File Storage Service System Design
1. Business Requirements
Functional Requirements
- User registration and authentication (users, admins)
- Upload, download, and delete files (documents, images, videos, etc.)
- Organize files into folders/directories
- File sharing (public/private links, user-to-user sharing)
- Versioning and history for files
- Search and filter files (by name, type, date, etc.)
- Alerts/notifications (upload success/failure, quota limits, shared file access)
- Mobile-ready responsive UI and API
- Role-based access control
- API for programmatic file operations
Non-Functional Requirements
- 99.9% availability (max ~8.76 hours downtime/year)
- Scalability to handle large files and high concurrency
- Secure data storage and access control (encryption at rest and in transit)
- Fast response times (<300ms for most requests)
- Audit logging and monitoring
- Backup and disaster recovery
- GDPR/data privacy compliance
- Mobile responsiveness
Out of Scope
- Built-in document editing/collaboration (e.g., Google Docs)
- In-app media playback/preview (unless specified)
- Integration with third-party storage providers
2. Estimation & Back-of-the-Envelope Calculations
- Users: 50,000
- Files: 10M (average file size: 2 MB)
- Daily transactions: ~100,000 (uploads, downloads, deletions, alerts)
- Peak concurrent users: ~2,000
- Data size:
- Files: 10M × 2 MB = 20 TB
- Metadata: 10M × 0.5 KB ≈ 5 GB
- User data: 50,000 × 2 KB ≈ 100 MB
- Audit logs: 100M × 0.2 KB ≈ 20 GB
- Total DB size: ~25 GB (excluding logs, backups, file storage)
- Availability:
- 99.9% = 8.76 hours/year downtime max
- Use managed DB, multi-AZ deployment, health checks, auto-scaling
3. High Level Design (Mermaid Diagrams)
Component Diagram
mermaid
flowchart LR
User[User (Web/Mobile)]
LB[Load Balancer]
App[Application Server]
DB[(Metadata DB)]
Storage[Object Storage (Files)]
Cache[Cache (Redis)]
Alert[Alert/Notification Service]
User --> LB --> App
App --> DB
App --> Storage
App --> Cache
App --> AlertData Flow Diagram
mermaid
sequenceDiagram
participant U as User
participant A as App Server
participant D as Metadata DB
participant S as Object Storage
participant C as Cache
participant L as Alert Service
U->>A: Upload File
A->>S: Store File
S-->>A: Success/Fail
A->>D: Create Metadata Record
D-->>A: Success/Fail
A->>L: Send Upload Alert
A-->>U: ResponseKey Design Decisions
- Database: Relational DB (e.g., PostgreSQL) for metadata, strong consistency
- Object Storage: For files (e.g., AWS S3, Azure Blob, MinIO)
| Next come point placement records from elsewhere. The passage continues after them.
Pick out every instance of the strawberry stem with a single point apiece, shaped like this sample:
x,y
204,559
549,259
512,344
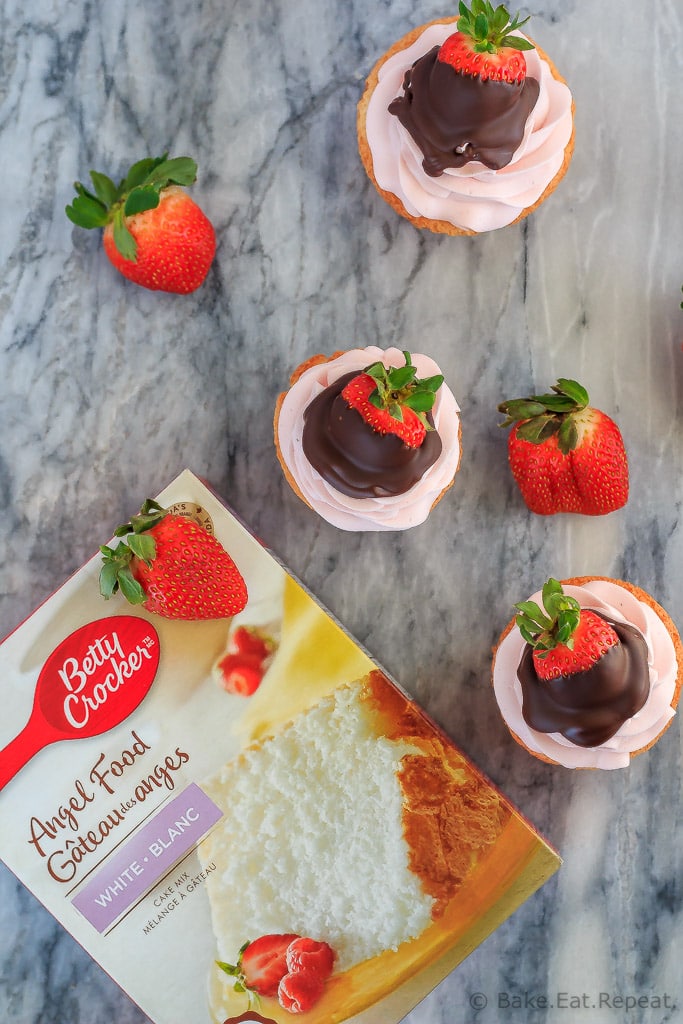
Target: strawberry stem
x,y
116,573
543,416
139,190
545,630
399,387
491,29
- Cache: Redis for fast lookups (file metadata, sessions)
- Deployment: Cloud-based, multi-AZ, managed services for high availability
- Alerting/Notifications: Email/SMS/push via third-party service (e.g., Twilio, Firebase)
- API: REST/GraphQL for file operations
4. Conceptual Design
Entities
- User: id, name, email, password_hash, role, registration_date, status
- File: id, user_id, name, path, size, type, status, created_at, updated_at, version
- Folder: id, user_id, name, parent_id, created_at
- Share: id, file_id, shared_with_user_id, link, permissions, expires_at
- Alert: id, user_id, file_id, type (upload/quota/share), message, created_at, status
- AuditLog: id, user_id, action, entity, entity_id, timestamp
Key Flows
- File Upload:
- User uploads file
- App stores file in object storage
- App creates metadata record in DB
- Sends upload alert to user
- File Sharing:
- User shares file (generates link or assigns user)
- App creates share record and sends alert
- Alerts:
- System triggers alerts for upload success/failure, quota, sharing
Security
- Role-based access control (RBAC)
- Input validation, rate limiting
- Encrypted connections (HTTPS)
- Regular backups and audit logs
5. Bottlenecks and Refinement
Potential Bottlenecks
- Object storage throughput:
- Use scalable, distributed storage and CDN for downloads
- Metadata DB contention:
- Use read replicas, caching, and DB connection pooling
- Alert delivery:
- Use async queues for notifications
- Large file uploads/downloads:
- Use chunked uploads/downloads and resumable transfers
- Single region failure:
- Deploy across multiple availability zones/regions
Refinement
- Monitor system metrics and auto-scale app servers
- Regularly test failover and backup restores
- Optimize queries and indexes for frequent operations
- Consider sharding if user/file volume grows significantly
This design provides a scalable, highly available, and mobile-ready file storage service with robust alerts, security, and operational best practices.